Each session’s audience is also particular, and every time a surprise. The events are free, and registration is not required. People come with a range of investments and experiences around the session’s topic: some with deep knowledge and committed views, but others are just interested, or curious, or come along with a friend, or happening by.

As he does this work, Darren thinks a great deal about how the cultural landscape of Bangor seems to be reshaping itself. This has been happening for a long time. Even as recent census data suggests the population of the city is declining, the work of the Downtown Bangor Partnership is showing real positive effects. Bangor now hosts a successful concert series and supports arts events in a variety of ways – and there’s a burgeoning local beer scene, with a growing roster of excellent local breweries and a lively annual beer festival.

In locating Think & Drink amid all this, Darren starts by comparing it with Green Drinks. In Bangor, that group meets at a different brewery or pub and arranges targeted project work at places like the local homeless shelter.

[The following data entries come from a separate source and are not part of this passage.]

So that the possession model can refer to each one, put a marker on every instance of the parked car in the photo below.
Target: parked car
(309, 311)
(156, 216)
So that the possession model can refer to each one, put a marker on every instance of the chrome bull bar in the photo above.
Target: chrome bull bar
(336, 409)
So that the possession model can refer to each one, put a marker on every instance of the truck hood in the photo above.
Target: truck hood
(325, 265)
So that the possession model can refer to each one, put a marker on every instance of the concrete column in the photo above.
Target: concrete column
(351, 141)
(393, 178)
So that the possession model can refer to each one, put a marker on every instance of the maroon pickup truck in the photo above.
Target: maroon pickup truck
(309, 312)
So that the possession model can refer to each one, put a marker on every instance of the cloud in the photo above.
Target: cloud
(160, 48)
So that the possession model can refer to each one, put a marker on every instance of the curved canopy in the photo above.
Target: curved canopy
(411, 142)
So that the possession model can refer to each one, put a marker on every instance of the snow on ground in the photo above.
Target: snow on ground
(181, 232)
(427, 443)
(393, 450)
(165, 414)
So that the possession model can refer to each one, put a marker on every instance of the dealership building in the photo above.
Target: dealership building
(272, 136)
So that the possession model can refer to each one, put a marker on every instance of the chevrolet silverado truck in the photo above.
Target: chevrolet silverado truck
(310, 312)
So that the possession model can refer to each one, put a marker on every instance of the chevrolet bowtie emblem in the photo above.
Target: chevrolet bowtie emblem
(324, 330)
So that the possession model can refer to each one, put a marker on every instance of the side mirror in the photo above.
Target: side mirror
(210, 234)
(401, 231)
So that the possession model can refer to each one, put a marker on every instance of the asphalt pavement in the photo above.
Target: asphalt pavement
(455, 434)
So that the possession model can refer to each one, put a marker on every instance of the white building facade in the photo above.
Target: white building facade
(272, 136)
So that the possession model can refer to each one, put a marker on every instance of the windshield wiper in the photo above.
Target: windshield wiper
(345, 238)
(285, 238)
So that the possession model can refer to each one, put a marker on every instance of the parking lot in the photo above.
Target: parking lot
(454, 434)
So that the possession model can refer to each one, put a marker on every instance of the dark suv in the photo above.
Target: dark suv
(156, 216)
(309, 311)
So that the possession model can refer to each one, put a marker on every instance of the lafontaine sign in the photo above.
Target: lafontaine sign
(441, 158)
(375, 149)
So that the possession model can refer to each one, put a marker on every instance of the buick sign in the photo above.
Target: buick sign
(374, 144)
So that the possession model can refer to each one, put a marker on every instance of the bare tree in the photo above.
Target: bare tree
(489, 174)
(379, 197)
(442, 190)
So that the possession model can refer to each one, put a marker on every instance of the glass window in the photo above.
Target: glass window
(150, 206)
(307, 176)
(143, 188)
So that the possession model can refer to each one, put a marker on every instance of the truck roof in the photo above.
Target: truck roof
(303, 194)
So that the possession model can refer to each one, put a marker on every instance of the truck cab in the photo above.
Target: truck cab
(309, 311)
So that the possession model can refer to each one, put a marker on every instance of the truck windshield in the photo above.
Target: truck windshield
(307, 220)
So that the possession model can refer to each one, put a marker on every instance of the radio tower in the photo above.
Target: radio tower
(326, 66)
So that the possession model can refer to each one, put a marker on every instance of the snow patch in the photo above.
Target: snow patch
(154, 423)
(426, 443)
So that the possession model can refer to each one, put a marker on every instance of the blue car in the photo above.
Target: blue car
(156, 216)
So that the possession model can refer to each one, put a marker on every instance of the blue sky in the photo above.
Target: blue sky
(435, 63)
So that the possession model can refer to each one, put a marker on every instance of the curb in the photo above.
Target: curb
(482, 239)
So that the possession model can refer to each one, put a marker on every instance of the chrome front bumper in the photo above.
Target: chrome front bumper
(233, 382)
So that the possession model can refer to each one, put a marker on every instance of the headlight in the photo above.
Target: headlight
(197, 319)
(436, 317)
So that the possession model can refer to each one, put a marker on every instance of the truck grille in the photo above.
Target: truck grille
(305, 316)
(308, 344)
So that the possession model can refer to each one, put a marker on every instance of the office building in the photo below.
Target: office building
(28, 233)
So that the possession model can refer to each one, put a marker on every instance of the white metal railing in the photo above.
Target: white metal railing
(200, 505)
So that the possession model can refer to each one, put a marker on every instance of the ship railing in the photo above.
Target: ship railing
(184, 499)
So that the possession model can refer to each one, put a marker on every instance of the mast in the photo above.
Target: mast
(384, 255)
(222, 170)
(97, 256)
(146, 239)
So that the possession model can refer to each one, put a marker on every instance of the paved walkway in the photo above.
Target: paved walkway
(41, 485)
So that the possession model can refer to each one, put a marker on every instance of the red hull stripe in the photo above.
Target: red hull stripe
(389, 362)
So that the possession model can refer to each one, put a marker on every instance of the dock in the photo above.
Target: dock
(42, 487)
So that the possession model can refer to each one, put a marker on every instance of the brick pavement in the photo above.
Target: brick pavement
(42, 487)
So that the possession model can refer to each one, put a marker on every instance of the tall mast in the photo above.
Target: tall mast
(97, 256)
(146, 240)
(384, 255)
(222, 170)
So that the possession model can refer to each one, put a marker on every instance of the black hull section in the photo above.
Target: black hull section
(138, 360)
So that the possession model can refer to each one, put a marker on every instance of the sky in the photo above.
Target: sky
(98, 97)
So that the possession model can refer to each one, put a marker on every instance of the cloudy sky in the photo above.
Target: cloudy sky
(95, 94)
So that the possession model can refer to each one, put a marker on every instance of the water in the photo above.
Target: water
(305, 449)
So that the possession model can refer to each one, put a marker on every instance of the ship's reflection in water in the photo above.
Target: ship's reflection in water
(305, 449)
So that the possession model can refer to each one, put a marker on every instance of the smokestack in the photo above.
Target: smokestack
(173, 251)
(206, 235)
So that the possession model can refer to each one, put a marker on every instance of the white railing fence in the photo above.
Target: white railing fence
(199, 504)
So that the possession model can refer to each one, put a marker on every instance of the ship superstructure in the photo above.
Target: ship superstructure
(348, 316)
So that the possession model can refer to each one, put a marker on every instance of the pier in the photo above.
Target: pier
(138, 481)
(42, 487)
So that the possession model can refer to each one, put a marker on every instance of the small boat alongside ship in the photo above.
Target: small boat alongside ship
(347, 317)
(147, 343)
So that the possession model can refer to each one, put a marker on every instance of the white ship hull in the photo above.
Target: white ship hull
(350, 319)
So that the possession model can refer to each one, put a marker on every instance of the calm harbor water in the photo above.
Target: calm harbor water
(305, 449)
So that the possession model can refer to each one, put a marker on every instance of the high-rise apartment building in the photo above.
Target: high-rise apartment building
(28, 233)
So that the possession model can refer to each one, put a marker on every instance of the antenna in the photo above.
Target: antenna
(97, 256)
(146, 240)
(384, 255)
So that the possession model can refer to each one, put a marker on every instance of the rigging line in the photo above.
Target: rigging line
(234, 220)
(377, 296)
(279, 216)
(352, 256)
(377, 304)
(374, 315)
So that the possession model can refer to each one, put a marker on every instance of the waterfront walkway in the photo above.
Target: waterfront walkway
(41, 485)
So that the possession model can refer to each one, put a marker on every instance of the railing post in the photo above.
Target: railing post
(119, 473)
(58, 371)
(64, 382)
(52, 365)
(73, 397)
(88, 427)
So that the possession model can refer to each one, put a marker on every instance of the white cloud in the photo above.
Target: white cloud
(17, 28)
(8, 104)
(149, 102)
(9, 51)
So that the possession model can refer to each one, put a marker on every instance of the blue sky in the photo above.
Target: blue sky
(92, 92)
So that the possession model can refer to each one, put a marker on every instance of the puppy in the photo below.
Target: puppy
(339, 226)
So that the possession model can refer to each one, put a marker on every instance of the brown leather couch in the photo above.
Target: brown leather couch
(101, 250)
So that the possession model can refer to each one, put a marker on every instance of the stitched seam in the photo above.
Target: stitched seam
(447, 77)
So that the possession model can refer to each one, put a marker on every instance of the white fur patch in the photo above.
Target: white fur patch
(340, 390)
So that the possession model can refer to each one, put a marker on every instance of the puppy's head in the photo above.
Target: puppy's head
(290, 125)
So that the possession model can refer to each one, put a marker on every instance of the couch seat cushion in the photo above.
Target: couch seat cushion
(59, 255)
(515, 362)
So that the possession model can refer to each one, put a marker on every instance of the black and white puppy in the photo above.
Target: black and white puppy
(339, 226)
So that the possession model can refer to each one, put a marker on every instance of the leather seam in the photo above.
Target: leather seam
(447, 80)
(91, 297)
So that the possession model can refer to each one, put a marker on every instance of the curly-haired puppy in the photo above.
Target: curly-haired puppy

Darren says, “Green Drinks is a social group that also Does Good” (capital letters seem to be implied) – “but Think & Drink is different. It’s more like a salon.”

But what, one might well ask, does it do?

When the stage is set and the event begins, Darren aims to create a series of ‘lens-turning moments’.

The first such moment happens as the panelists speak in “Citizens and the Climate.” When Steve Train describes what he sees from his boat in the Casco Bay, everyone – however much they already know or don’t know about climate change – has their existing lens turned, and refocuses on Steve’s particular experience.

A second moment comes when the members of the audience turn to listen to each other, and a third when the group reconvenes as a whole. In this iterative process the lens sometimes reveals other, abiding concerns beyond the ‘official’ topic—concerns like what does it mean to be ‘a Mainer’? What investments and experiences do people bring with them as they think about their world – and how do those of someone born and raised in Bangor differ from, cohere with, and contradict those of someone recently arrived here? These are concerns that seem particularly alive in Bangor, which Darren can’t help but refer to as “up here in the real Maine”

What successful Think & Drink sessions do, then, is provide multiple opportunities for people to test, enliven, and recalibrate their ideas and opinions. Many of these are opportunities for listening: to the panelists, to the moderator, to the others at the table. But equally valuable are the handful of moments in which each person has the chance to express their own view on a complex issue to this small, receptive group of strangers. In this moment, a person has the chance to hear themselves think literally – to practice saying, or trying to say, what they mean about something that matters.

The final turn comes at the end of the session. Darren likes to close with an open question: “So. What can we do? We here, what can we do?” In asking this, he asks us to go beyond even this idea work and consider how what we think might shape what we do.

This is heady stuff. Then Darren laughs. “But it isn’t the masterclass in whatever topic,” he told me. “It can’t be. People are also there to have a drink and good time; it needs to be light as well.”

How does he keep it light? The same way he keeps our conversation light: with wry humor, often at his own expense. He hopes it helps the group keep some perspective. “We all need to get over ourselves a little, don’t we, so we can talk the difficult things through.”

So what Think & Drink really does isn’t all “thinking” after all. Each session invites us, with help, to walk a familiar tightrope: to think about hard things in a sociable way. Which is, at bottom, what a community needs to do.